【Jリーグ】松田直樹追悼メモリアルゲームに結集した選手たちの思い (2ページ目)

  • 小宮良之●文 text by Komiya Yoshiyuki
  • 益田佑一●写真 photo by Masuda Yuichi

 極めつけは、試合後の挨拶でメモリアルゲームを主催した安永聡太郎がマイクを握った時のことだ。話をしようとするたび、しきりにステレオからブヒブヒ、というノイズが混じった。
「直樹の悪戯(いたずら)だと思います。そういう奴なんです」
 安永が言うと、万雷の拍手が巻き起こった。

 その日、スタジアムは松田が愛したサッカーで人々がひとつになった。スパイクをはき続ける者も、脱いだ者も......そこに境界線はなかった。
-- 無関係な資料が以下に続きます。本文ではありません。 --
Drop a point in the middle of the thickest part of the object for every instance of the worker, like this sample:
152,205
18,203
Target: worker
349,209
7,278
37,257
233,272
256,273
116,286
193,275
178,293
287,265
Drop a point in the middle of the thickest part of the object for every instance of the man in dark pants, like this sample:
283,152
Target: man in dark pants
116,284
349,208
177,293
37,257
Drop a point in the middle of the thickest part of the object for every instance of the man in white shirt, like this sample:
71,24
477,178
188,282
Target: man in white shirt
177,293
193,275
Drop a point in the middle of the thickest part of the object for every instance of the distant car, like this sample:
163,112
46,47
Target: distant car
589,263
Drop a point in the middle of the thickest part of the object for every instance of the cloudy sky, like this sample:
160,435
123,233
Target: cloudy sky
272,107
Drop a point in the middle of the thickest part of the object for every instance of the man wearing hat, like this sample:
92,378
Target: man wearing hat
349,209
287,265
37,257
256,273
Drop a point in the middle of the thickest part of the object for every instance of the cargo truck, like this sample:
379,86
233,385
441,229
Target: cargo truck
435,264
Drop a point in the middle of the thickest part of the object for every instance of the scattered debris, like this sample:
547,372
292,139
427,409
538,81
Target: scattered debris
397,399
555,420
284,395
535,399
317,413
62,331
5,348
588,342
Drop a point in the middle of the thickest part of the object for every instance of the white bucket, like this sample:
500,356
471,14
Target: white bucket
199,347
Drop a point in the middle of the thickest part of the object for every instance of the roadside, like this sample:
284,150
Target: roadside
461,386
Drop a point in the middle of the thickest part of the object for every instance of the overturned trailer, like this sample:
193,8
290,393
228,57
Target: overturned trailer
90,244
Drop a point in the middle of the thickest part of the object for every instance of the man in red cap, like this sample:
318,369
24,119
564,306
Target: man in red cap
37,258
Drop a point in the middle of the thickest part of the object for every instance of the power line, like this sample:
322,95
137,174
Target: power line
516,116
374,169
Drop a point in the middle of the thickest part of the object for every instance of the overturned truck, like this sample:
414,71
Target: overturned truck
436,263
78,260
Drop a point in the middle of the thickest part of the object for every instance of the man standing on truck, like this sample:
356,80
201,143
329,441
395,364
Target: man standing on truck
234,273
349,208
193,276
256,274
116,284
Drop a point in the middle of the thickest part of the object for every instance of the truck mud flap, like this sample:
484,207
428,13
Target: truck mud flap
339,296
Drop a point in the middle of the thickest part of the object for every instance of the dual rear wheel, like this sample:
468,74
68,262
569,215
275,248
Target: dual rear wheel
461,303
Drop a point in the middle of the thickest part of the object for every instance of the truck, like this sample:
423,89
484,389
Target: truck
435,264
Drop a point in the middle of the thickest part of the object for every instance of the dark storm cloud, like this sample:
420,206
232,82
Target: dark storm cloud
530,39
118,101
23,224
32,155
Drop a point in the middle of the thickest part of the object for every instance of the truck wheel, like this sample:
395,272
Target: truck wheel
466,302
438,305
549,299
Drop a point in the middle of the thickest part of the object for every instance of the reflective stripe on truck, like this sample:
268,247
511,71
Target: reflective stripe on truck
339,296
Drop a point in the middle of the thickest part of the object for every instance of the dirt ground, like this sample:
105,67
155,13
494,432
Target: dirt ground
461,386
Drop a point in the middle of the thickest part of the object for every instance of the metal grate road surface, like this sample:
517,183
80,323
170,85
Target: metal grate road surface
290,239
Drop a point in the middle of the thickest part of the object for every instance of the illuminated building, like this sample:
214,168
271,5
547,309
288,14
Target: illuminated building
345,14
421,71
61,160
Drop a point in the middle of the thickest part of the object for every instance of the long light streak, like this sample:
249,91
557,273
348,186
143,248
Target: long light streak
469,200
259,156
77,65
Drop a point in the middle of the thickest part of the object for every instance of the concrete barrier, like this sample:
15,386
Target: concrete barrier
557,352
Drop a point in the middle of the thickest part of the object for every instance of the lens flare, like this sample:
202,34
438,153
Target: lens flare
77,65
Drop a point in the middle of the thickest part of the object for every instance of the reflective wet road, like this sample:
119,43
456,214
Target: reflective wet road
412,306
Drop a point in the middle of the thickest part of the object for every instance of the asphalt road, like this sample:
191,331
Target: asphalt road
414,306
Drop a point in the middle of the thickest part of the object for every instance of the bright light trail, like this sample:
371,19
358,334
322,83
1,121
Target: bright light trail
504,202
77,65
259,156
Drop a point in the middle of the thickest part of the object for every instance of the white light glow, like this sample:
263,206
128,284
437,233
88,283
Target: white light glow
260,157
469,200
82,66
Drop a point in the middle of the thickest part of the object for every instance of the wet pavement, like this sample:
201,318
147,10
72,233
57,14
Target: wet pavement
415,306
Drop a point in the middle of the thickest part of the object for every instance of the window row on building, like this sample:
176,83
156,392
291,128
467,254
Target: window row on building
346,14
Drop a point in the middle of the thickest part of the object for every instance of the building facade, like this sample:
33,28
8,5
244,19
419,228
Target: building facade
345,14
 試合後のミックスゾーンでは、安永と同じくメモリアルゲームの主催者である佐藤由紀彦が清水商の先輩である田中誠に決定機を逃したことをからかわれていた。
「ヤス(安永)が決めたんだから、ユキ(佐藤)も決めないと! やっぱ、ヘディングは持っていないね」
 佐藤が苦笑を浮かべる。ふたりの間の空気は、子どもの頃にサッカーの大会に出た後の興奮=サッカーの原点のような愉悦に似ていた。それは松田への何よりの追悼だったのではなかろうか。

「でも、今年はやりますよ、俺は」
 佐藤はV・ファーレン長崎をJリーグに導くために死力を尽くすという。
「頑張れよ」
 2011年シーズン限りで引退を決めた田中は笑顔でエールを送った。

 なんでもないやりとりだったが、悪くない光景に見えた。サッカーはどんな形にしろ、続いていくはずだ。松田への想いも――。

「カズさんみたいに蹴っていたいな。サッカーボールを、ずっとさ」
 松田は夢見がちな表情で語っていたことがある。

「サッカーバカであることだけは、誰にも負けたくない。他はどんなことを言われたっていいんだよ。弱いし、調子に乗りやすいし、格好悪い。でも、俺はサッカーが好きだし、サッカーで自分を表現したいんだよ」

 松田は誰よりもサッカーで自分を表現した。そしてその心意気と生き様は、人々をつなげた。天国の彼は今頃、人懐こい笑みを浮かべているに違いない。